Emphasizing The Importance Of Preparation For Emergency Situations

By now, we have heard how brothers Tamerlan and Dzhokhar Tsarnaev constructed the bombs at the Boston Marathon with a pressure cooker and metal projectiles, and placed the bombs in backpacks on the ground. Due to the low positioning of the bombs, their blasts caused many lower extremity injuries and three deaths, including one child whose vital organs were closer to the ground. In total, more than 175 injuries occurred. It is unknown how many suffered amputations but a Boston Medical Center statement revealed that out of 23 patients treated there, five underwent amputations.

Podiatrists from around the country were present at the marathon. Some were running and others were staffing first aid stations. Those podiatrists stepped into action on April 15. Kirk Neustrom, DPM, from West Des Moines, IA, was working at a medical tent near the finish line. After the blasts, he ran toward the detonation zones and attended to patients with traumatic amputations.

Scott Aronson, DPM, from Easton, MA, and Howard Palamarchuk, DPM, from Philadelphia, PA, were also working at a medical tent and supervising students from the New York College of Podiatric Medicine (NYCPM) and the Temple University School of Podiatric Medicine (TUSPM). (For more about Dr. Palamarchuk’s story, see http://bit.ly/11Jia6U). Dr. Aronson and students treated victims in the tents until all were transported to area hospitals.
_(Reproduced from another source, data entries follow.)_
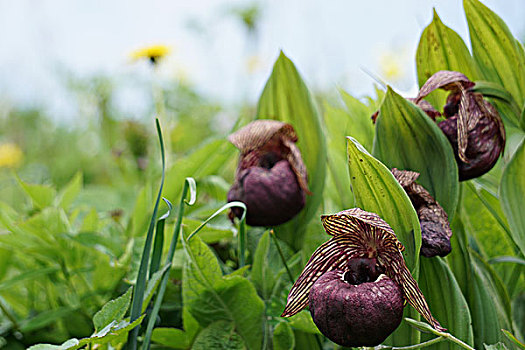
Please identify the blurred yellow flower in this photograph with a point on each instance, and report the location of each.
(10, 155)
(391, 67)
(154, 53)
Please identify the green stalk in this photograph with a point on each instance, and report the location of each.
(140, 284)
(290, 276)
(242, 243)
(188, 184)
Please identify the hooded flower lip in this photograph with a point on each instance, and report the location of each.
(363, 235)
(473, 126)
(271, 178)
(435, 228)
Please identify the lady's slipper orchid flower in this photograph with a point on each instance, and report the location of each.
(435, 229)
(271, 177)
(473, 126)
(357, 281)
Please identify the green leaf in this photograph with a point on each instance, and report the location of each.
(66, 345)
(68, 194)
(486, 307)
(113, 310)
(286, 98)
(41, 195)
(499, 55)
(219, 335)
(377, 191)
(267, 267)
(407, 139)
(232, 299)
(512, 196)
(498, 346)
(283, 337)
(445, 300)
(303, 321)
(441, 48)
(171, 337)
(513, 339)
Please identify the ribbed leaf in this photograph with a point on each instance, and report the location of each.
(499, 55)
(512, 196)
(447, 303)
(441, 48)
(377, 191)
(407, 139)
(286, 98)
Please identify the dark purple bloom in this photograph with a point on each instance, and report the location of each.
(473, 126)
(271, 178)
(356, 282)
(435, 228)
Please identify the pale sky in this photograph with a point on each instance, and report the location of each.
(331, 42)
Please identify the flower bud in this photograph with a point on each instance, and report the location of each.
(473, 126)
(435, 228)
(356, 315)
(271, 177)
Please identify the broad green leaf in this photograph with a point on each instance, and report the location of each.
(286, 98)
(407, 139)
(66, 345)
(512, 196)
(113, 310)
(44, 318)
(445, 300)
(283, 337)
(499, 55)
(219, 335)
(210, 233)
(200, 272)
(68, 194)
(232, 299)
(303, 321)
(267, 267)
(498, 346)
(337, 122)
(361, 126)
(41, 195)
(441, 48)
(171, 337)
(377, 191)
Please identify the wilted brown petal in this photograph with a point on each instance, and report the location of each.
(445, 79)
(259, 132)
(435, 228)
(357, 233)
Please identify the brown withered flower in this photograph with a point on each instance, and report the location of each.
(271, 178)
(435, 228)
(356, 282)
(473, 126)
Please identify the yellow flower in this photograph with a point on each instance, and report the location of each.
(154, 53)
(10, 155)
(390, 66)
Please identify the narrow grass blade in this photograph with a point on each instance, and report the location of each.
(190, 185)
(140, 285)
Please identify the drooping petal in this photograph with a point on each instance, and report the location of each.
(435, 228)
(259, 132)
(445, 79)
(331, 255)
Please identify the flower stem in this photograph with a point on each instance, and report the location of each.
(276, 241)
(242, 243)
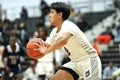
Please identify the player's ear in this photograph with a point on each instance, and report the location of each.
(60, 14)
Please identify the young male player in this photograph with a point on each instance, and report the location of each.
(85, 62)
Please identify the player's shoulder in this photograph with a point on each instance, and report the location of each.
(68, 23)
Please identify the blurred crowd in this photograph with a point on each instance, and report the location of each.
(14, 37)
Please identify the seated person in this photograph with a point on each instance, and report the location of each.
(105, 37)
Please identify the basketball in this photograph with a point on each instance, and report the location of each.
(35, 54)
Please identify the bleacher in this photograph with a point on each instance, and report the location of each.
(111, 54)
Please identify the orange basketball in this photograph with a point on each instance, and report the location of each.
(35, 54)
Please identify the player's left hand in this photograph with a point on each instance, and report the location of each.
(41, 46)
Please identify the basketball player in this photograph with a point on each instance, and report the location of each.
(85, 64)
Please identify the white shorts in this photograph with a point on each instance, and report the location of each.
(45, 68)
(89, 69)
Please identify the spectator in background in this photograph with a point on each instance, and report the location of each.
(108, 71)
(30, 72)
(11, 59)
(45, 66)
(117, 36)
(23, 35)
(116, 74)
(1, 32)
(106, 36)
(44, 8)
(24, 13)
(82, 23)
(96, 46)
(6, 31)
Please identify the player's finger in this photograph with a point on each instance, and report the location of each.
(36, 44)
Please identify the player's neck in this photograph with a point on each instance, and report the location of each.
(59, 25)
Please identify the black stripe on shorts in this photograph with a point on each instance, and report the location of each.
(73, 73)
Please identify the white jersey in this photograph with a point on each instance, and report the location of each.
(78, 46)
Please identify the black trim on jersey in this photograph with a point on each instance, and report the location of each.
(73, 73)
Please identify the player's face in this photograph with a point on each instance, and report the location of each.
(53, 17)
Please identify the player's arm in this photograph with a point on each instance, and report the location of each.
(60, 42)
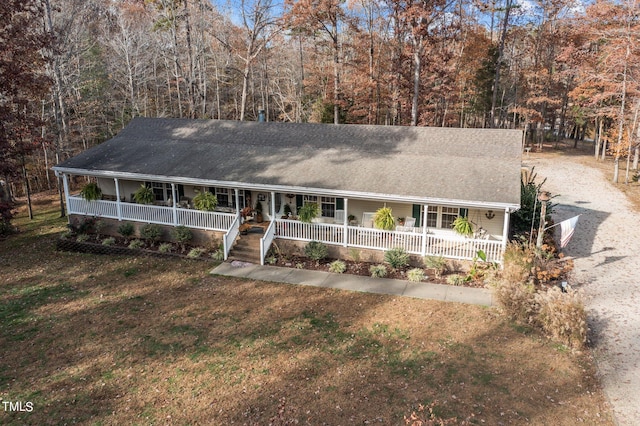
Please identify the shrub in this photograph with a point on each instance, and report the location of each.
(144, 195)
(455, 279)
(518, 300)
(563, 317)
(91, 192)
(151, 232)
(337, 266)
(126, 229)
(182, 235)
(195, 253)
(416, 275)
(383, 219)
(218, 255)
(99, 226)
(136, 244)
(437, 263)
(378, 271)
(396, 257)
(308, 212)
(205, 201)
(316, 250)
(355, 254)
(165, 248)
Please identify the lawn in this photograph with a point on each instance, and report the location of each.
(97, 340)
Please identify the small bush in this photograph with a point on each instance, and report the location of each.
(136, 244)
(337, 266)
(437, 263)
(126, 229)
(165, 248)
(151, 232)
(455, 279)
(218, 255)
(416, 275)
(182, 235)
(396, 258)
(378, 271)
(563, 317)
(316, 250)
(195, 253)
(355, 254)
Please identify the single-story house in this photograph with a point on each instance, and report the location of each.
(427, 176)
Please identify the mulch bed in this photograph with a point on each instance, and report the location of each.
(362, 268)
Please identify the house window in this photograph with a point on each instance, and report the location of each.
(227, 197)
(432, 217)
(162, 191)
(449, 215)
(327, 204)
(441, 217)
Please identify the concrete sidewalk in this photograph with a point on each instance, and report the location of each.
(475, 296)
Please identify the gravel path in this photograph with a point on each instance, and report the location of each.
(606, 246)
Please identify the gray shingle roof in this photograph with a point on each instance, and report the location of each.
(421, 163)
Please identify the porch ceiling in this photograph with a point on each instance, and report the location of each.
(475, 167)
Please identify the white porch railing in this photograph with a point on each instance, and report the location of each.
(230, 236)
(265, 242)
(450, 246)
(161, 215)
(295, 230)
(458, 247)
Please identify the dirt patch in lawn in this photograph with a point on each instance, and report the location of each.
(133, 340)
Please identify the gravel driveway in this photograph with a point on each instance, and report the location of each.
(606, 247)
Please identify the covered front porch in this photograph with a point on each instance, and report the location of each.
(424, 229)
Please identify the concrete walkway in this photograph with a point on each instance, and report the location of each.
(447, 293)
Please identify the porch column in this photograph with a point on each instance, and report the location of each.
(505, 229)
(237, 195)
(424, 230)
(118, 206)
(65, 184)
(273, 206)
(174, 204)
(345, 236)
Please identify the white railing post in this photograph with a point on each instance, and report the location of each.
(230, 237)
(118, 206)
(424, 230)
(174, 207)
(505, 229)
(265, 242)
(65, 184)
(345, 237)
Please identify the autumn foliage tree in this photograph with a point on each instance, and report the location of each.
(22, 81)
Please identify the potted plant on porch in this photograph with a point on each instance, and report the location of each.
(144, 195)
(259, 217)
(383, 219)
(91, 192)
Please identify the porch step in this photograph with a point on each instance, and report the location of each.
(247, 248)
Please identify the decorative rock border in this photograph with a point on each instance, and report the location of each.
(63, 244)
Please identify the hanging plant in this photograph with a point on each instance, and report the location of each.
(144, 195)
(91, 191)
(462, 226)
(205, 201)
(308, 212)
(383, 219)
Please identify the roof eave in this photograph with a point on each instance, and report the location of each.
(509, 207)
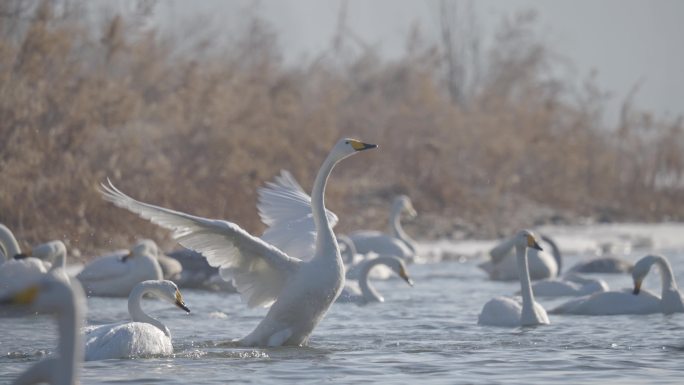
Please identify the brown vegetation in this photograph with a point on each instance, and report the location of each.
(200, 130)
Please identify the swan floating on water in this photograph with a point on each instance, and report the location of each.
(363, 292)
(510, 312)
(67, 302)
(115, 275)
(142, 337)
(568, 285)
(299, 292)
(397, 242)
(28, 266)
(636, 301)
(503, 264)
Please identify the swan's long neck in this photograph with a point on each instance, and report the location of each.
(136, 312)
(10, 246)
(368, 291)
(528, 315)
(324, 233)
(555, 250)
(666, 275)
(70, 347)
(397, 230)
(349, 248)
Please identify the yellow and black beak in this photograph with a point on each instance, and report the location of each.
(23, 255)
(126, 257)
(405, 277)
(360, 146)
(532, 243)
(180, 303)
(24, 297)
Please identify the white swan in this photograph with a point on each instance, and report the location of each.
(569, 285)
(503, 265)
(115, 275)
(28, 266)
(632, 302)
(300, 293)
(144, 336)
(504, 311)
(363, 292)
(397, 242)
(67, 302)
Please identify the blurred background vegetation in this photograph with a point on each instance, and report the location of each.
(483, 141)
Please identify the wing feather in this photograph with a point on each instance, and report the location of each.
(258, 270)
(286, 209)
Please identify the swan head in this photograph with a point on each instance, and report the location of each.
(527, 238)
(45, 295)
(403, 202)
(168, 291)
(346, 147)
(641, 269)
(49, 250)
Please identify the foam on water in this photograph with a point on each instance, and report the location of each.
(427, 333)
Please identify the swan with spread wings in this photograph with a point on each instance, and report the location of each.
(299, 292)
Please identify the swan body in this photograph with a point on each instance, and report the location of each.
(512, 312)
(13, 272)
(397, 242)
(30, 266)
(354, 262)
(144, 336)
(115, 275)
(299, 292)
(504, 267)
(52, 295)
(364, 292)
(572, 285)
(638, 301)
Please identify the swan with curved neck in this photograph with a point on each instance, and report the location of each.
(503, 265)
(397, 242)
(115, 275)
(366, 292)
(568, 285)
(144, 336)
(299, 293)
(504, 311)
(636, 301)
(67, 302)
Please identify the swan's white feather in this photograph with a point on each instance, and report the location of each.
(258, 270)
(286, 209)
(125, 340)
(612, 303)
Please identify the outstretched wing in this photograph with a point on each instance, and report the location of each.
(258, 270)
(286, 209)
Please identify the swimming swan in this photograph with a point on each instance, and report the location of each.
(300, 293)
(115, 275)
(144, 336)
(505, 311)
(568, 285)
(364, 292)
(635, 301)
(503, 265)
(397, 242)
(67, 302)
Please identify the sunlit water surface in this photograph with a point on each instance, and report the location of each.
(426, 334)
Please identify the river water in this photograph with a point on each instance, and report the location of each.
(427, 334)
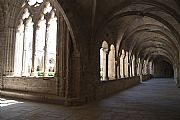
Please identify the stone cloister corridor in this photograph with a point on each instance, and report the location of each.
(155, 99)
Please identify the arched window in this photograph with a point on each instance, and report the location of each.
(122, 64)
(104, 61)
(138, 66)
(35, 49)
(126, 65)
(111, 63)
(133, 65)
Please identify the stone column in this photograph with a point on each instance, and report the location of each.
(122, 64)
(133, 65)
(126, 63)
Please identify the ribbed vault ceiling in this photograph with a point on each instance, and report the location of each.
(148, 29)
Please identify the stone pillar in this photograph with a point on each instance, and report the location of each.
(126, 63)
(133, 66)
(106, 69)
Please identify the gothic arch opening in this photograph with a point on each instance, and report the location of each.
(104, 61)
(163, 69)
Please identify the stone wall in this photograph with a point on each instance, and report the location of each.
(38, 85)
(107, 88)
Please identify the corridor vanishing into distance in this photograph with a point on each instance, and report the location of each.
(155, 99)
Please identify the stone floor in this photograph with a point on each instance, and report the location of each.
(156, 99)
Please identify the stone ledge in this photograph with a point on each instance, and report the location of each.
(47, 98)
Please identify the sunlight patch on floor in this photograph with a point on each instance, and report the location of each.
(5, 102)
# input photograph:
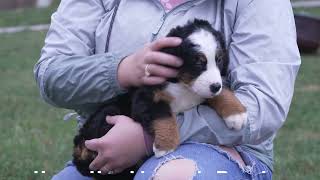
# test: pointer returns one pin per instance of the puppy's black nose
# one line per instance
(214, 88)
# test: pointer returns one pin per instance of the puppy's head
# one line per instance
(205, 57)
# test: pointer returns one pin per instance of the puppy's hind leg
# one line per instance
(230, 109)
(152, 109)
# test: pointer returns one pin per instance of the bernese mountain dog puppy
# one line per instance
(199, 80)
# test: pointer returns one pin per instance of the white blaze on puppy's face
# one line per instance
(208, 46)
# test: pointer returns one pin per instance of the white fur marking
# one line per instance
(236, 121)
(207, 45)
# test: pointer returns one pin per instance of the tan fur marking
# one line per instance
(226, 104)
(161, 95)
(166, 133)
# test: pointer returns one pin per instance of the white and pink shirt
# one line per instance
(170, 4)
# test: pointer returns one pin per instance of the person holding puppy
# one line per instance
(96, 50)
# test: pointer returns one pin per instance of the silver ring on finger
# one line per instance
(104, 170)
(110, 172)
(146, 70)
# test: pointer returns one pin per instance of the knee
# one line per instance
(178, 169)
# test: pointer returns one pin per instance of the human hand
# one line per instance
(131, 71)
(122, 147)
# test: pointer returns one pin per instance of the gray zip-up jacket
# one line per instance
(76, 72)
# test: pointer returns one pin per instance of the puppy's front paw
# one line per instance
(159, 153)
(236, 121)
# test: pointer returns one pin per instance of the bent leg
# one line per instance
(176, 170)
(70, 172)
(201, 162)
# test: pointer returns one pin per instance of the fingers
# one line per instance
(98, 162)
(163, 59)
(92, 144)
(165, 42)
(162, 71)
(152, 80)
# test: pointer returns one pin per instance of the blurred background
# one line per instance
(33, 136)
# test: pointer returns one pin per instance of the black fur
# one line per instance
(139, 103)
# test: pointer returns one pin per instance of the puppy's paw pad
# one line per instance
(159, 153)
(236, 121)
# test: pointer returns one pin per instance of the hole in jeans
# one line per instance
(176, 169)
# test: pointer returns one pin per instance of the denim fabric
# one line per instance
(212, 163)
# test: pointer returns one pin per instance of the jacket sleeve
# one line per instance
(68, 73)
(264, 62)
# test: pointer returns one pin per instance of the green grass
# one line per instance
(27, 16)
(297, 146)
(34, 136)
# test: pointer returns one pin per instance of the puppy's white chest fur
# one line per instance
(184, 98)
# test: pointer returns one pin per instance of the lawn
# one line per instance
(27, 16)
(34, 136)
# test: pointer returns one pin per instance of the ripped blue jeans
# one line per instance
(212, 163)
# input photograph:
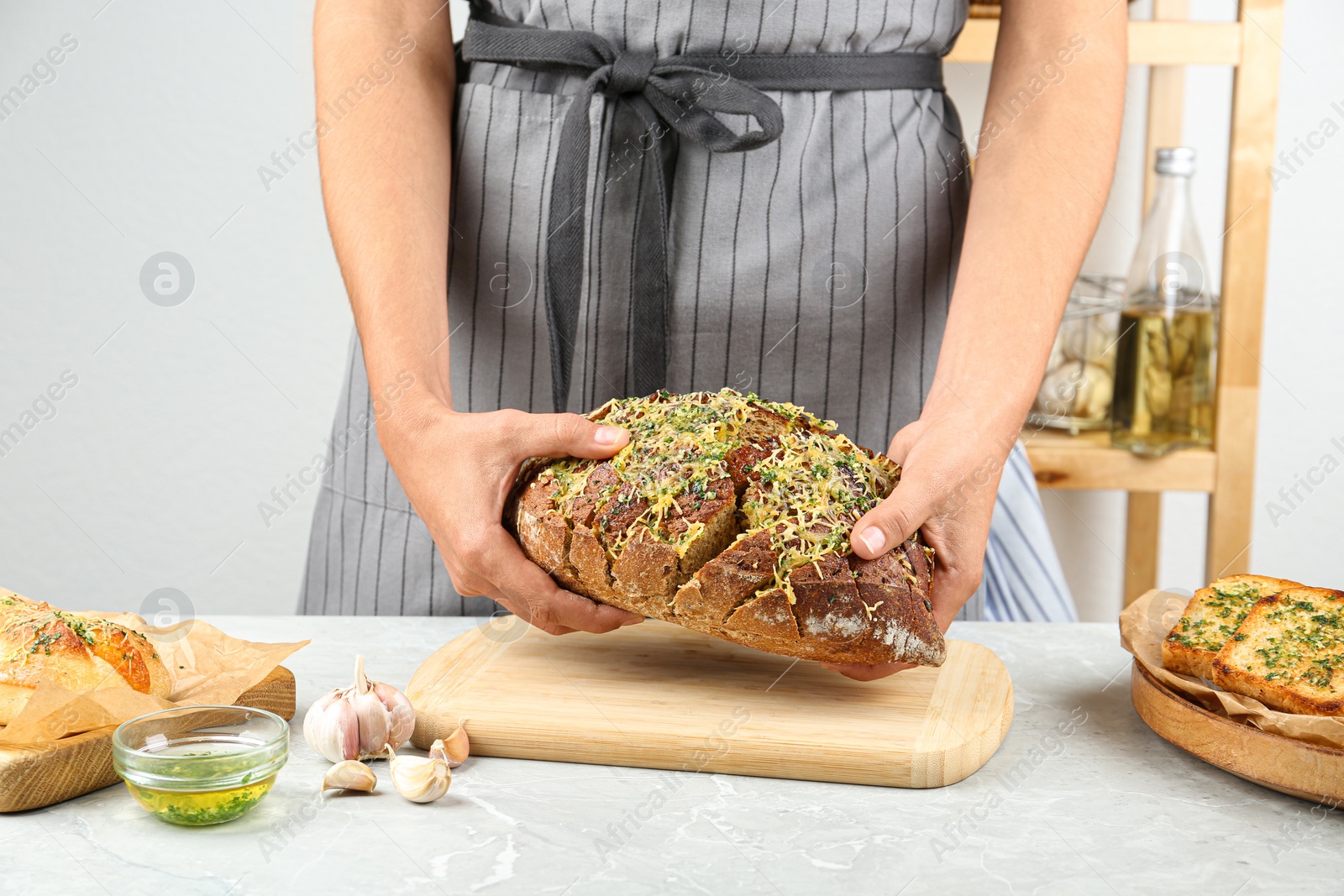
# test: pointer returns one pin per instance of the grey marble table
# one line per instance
(1081, 799)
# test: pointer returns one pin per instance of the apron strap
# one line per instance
(672, 97)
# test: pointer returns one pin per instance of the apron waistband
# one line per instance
(672, 96)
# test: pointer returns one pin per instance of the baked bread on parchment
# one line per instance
(730, 515)
(1289, 653)
(81, 653)
(1211, 618)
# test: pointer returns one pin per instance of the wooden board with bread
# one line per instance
(660, 696)
(730, 515)
(1258, 680)
(80, 653)
(87, 654)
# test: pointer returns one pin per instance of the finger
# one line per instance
(522, 613)
(526, 584)
(904, 441)
(562, 436)
(864, 672)
(954, 579)
(893, 520)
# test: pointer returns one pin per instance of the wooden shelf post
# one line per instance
(1245, 261)
(1166, 128)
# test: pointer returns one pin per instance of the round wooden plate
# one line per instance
(1281, 763)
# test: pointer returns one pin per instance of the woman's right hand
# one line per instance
(457, 470)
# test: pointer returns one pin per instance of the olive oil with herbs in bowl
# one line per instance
(201, 765)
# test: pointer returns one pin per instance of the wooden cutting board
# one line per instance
(659, 696)
(1273, 761)
(42, 774)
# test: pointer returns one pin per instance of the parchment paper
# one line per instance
(1148, 620)
(205, 665)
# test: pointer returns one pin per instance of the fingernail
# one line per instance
(873, 539)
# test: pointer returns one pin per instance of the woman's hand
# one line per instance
(1042, 175)
(949, 476)
(457, 470)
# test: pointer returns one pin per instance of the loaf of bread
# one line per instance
(730, 515)
(39, 642)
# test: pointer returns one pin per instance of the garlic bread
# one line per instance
(1211, 618)
(732, 515)
(1289, 653)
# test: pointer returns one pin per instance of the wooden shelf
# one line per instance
(1088, 461)
(1151, 43)
(1167, 43)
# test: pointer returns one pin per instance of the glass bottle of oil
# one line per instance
(1167, 352)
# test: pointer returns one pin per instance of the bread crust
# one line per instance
(694, 537)
(39, 642)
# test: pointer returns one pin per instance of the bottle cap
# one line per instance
(1178, 160)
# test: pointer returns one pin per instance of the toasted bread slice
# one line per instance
(1210, 620)
(1289, 653)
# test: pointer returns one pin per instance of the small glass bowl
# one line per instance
(201, 765)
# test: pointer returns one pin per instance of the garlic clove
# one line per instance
(420, 779)
(349, 774)
(360, 721)
(373, 723)
(454, 748)
(402, 723)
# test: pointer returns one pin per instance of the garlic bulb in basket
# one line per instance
(360, 721)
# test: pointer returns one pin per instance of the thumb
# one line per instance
(566, 436)
(894, 520)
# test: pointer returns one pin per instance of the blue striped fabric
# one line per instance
(1023, 580)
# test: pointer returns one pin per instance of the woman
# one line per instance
(824, 249)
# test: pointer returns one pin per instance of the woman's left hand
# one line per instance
(949, 477)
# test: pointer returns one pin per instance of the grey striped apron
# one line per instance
(816, 269)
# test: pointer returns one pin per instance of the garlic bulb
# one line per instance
(420, 779)
(349, 774)
(456, 748)
(360, 721)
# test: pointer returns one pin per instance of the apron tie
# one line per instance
(669, 96)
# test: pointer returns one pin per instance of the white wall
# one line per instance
(150, 140)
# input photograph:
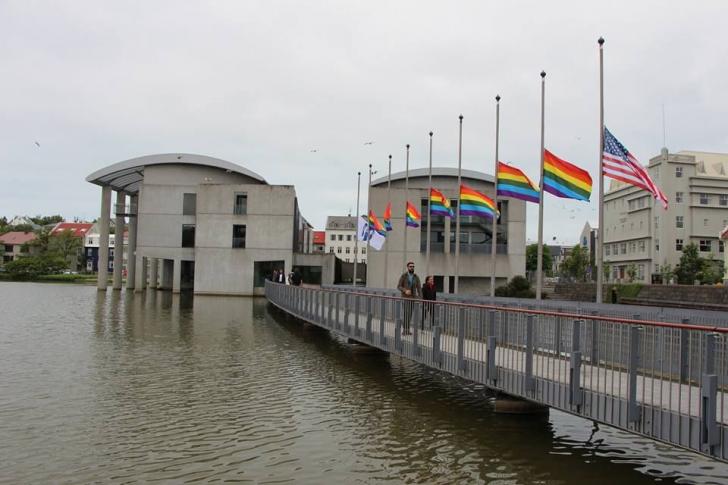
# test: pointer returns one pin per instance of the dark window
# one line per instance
(241, 206)
(188, 235)
(189, 204)
(239, 236)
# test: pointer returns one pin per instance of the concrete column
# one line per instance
(103, 273)
(131, 248)
(154, 273)
(176, 275)
(119, 238)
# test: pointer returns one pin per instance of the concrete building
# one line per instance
(475, 242)
(341, 239)
(202, 224)
(639, 232)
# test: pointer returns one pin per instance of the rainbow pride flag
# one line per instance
(474, 203)
(439, 205)
(565, 180)
(388, 217)
(375, 224)
(514, 183)
(412, 215)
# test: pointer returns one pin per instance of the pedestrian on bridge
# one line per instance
(410, 287)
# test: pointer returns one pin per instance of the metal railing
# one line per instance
(659, 379)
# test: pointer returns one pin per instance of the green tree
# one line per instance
(575, 265)
(532, 259)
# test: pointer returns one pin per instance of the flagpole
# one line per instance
(356, 225)
(389, 201)
(406, 199)
(539, 261)
(600, 229)
(369, 208)
(429, 216)
(494, 236)
(457, 221)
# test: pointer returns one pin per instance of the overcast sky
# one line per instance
(262, 84)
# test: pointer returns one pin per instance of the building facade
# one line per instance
(475, 266)
(341, 239)
(640, 235)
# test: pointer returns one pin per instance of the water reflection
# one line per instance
(161, 387)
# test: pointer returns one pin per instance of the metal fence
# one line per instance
(660, 379)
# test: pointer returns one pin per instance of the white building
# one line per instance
(341, 239)
(639, 232)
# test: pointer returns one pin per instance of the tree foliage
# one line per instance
(532, 259)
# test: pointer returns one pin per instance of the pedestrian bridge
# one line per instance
(663, 380)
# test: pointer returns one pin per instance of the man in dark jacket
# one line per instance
(410, 287)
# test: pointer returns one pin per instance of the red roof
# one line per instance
(17, 237)
(79, 228)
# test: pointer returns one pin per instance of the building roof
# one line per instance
(341, 223)
(17, 237)
(128, 175)
(79, 228)
(436, 172)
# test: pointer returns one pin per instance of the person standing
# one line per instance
(429, 295)
(410, 288)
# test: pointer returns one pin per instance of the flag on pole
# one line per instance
(412, 215)
(474, 203)
(564, 179)
(388, 217)
(366, 233)
(512, 182)
(439, 205)
(619, 164)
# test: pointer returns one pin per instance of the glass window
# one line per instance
(189, 204)
(239, 236)
(188, 235)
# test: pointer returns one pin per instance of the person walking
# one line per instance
(429, 295)
(410, 288)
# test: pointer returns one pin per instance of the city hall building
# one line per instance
(385, 266)
(203, 224)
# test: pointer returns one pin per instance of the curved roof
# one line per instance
(128, 175)
(437, 172)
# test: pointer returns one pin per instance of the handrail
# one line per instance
(575, 316)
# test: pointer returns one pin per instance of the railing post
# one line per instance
(635, 360)
(461, 340)
(575, 392)
(491, 369)
(684, 352)
(709, 432)
(529, 383)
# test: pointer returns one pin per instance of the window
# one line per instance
(239, 236)
(241, 205)
(189, 204)
(188, 235)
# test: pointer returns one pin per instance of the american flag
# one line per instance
(619, 164)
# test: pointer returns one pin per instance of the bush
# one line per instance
(518, 287)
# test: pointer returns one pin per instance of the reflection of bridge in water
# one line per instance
(663, 380)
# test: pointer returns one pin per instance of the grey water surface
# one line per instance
(119, 387)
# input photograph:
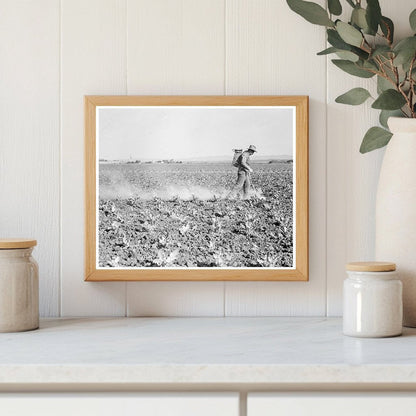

Carl Conui, DPM, from Reading, MA, witnessed a victim with both legs blown off.*

The circumstances of the Boston Marathon bombings led to more lower extremity injuries for which a podiatrist’s assistance could be invaluable. One should be prepared to act when disaster strikes. Many large cities have a mass casualty incident unit and doctors can sign up in advance to be activated in case of an emergency. In Los Angeles, I am a member of the Los Angeles County Surge Unit. The unit has regular drills and a paging system to summon medical personnel when needed.

For those who are interested in acquiring more skills for trauma preparedness, the American College of Surgeons offers courses in Advanced Trauma Life Support (ATLS). The Centers for Disease Control and Prevention (CDC) has valuable information on its website about the treatment of bomb victims (see http://www.bt.cdc.gov/masscasualties/essentialspro.asp) and offers a primer for physicians on blast injuries (see http://www.bt.cdc.gov/masscasualties/explosions.asp).

While bomb blast injuries may be a common occurrence for military physicians in wartime, the civilian physician may become overwhelmed by external stimuli such as smoke, smells, panic and mass injuries. Nothing can replace preparation. For situations like these, the GI Joe motto offers some perspective: “Knowing is half the battle.”

*Thank you to all our colleagues who acted to help bombing victims. Not all could be named.